Et tu vois, peu importe. Je me fous de leur reconnaissance. Je les hais, tous autant qu’ils sont, ces traine-palais, ces biens nés. La seule reconnaissance que je peux espérer avoir, c’est dans celle des coeurs durs des fyros de la sciure, comme nous, comme ta mère. Mais eux ne diront rien. Cette reconnaissance est silencieuse. Eeri et moi étions toujours prêt à faire exploser notre colère. Mais quand il s’agissait de montrer de la gratitude, nous étions plutôt taiseux. Et pourtant, il suffisait d’un seul regard pour comprendre que nous nous aimions et nous respections. C’est ce regard que j’ai vu dans ses yeux avant de la tuer. C’est ce regard, et uniquement ce regard, que tu peux attendre de la part des fyros de la sciure. Mais il vaut plus que tous les honneurs, que tous les titres, plus encore que le feu sacré.
Nés de la sciure, nous retournerons à la sciure. Tel est notre destin. Car un fyros doit toujours combattre la fumée qui l’élève pour retourner dans les profondeurs combattre le dragon. Et là-dessus, nous autres, rampant au sol, nous avons déjà une longueur d’avance.

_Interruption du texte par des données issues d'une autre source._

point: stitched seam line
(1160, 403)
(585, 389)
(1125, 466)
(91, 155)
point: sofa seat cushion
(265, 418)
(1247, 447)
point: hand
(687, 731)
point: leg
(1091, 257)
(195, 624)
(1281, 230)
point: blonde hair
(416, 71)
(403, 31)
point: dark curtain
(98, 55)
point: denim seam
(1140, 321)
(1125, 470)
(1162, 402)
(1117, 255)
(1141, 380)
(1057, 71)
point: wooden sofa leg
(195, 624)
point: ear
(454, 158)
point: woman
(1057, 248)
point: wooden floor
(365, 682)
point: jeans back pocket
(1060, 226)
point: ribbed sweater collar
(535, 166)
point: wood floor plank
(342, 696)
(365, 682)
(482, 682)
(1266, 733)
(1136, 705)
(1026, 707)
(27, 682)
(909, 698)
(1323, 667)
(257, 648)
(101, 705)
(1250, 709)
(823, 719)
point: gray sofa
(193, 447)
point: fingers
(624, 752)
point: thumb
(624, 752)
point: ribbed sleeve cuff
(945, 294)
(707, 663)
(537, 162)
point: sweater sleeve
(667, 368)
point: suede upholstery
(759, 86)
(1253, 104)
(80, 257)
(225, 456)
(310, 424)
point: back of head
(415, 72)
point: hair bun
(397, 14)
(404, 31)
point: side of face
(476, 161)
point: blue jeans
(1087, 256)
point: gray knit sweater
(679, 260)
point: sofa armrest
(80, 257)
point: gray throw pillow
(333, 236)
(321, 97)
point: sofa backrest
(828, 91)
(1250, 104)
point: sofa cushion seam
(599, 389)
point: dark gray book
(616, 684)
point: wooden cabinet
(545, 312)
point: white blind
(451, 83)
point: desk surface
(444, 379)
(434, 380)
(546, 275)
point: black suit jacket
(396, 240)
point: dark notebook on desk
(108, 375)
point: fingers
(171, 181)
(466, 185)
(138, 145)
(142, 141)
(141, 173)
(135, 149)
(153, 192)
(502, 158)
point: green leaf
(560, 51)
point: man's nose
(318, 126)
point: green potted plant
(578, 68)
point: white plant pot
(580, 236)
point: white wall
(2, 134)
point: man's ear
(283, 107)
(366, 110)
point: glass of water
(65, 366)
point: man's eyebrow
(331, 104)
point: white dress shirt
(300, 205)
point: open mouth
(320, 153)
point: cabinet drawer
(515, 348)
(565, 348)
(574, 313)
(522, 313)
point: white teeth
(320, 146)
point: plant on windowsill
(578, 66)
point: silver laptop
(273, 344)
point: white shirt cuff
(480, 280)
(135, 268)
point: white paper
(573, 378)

Si tu as atteint la fin de cette lettre, c’est que tu as progressé en capacité de concentration. Sache que je suis fier de toi mon fils. Même si j’ai été un père horrible, je l’ai fait pour la bonne cause. Et là aussi, je n’attends aucune reconnaissance de ta part. Être père, c’est ramper dans la sciure pour le bien de sa progéniture, sans rien attendre en retour. Je t’aime, ne doute jamais de cela.

Sur ce, prends bien soin de ta demi-sœur. Dis-lui que je lui pardonne d’avoir passé les légions fyros du joug des kamis au joug de la karavan. J’espère qu’elle comprendra un jour qu’on peut se passer des Puissances, comme son père et sa mère l’avaient bien compris. Et que si elle veut se venger pour mon crime, qu’elle n’hésite pas à traverser la route d’Oflovak. Je serai heureux de l’accueillir.

Va, suis ton destin, Uzykos, quelle qu’en soit l’âpreté du chemin. Et souviens-toi, fils, de ton courage à chacun de tes pas.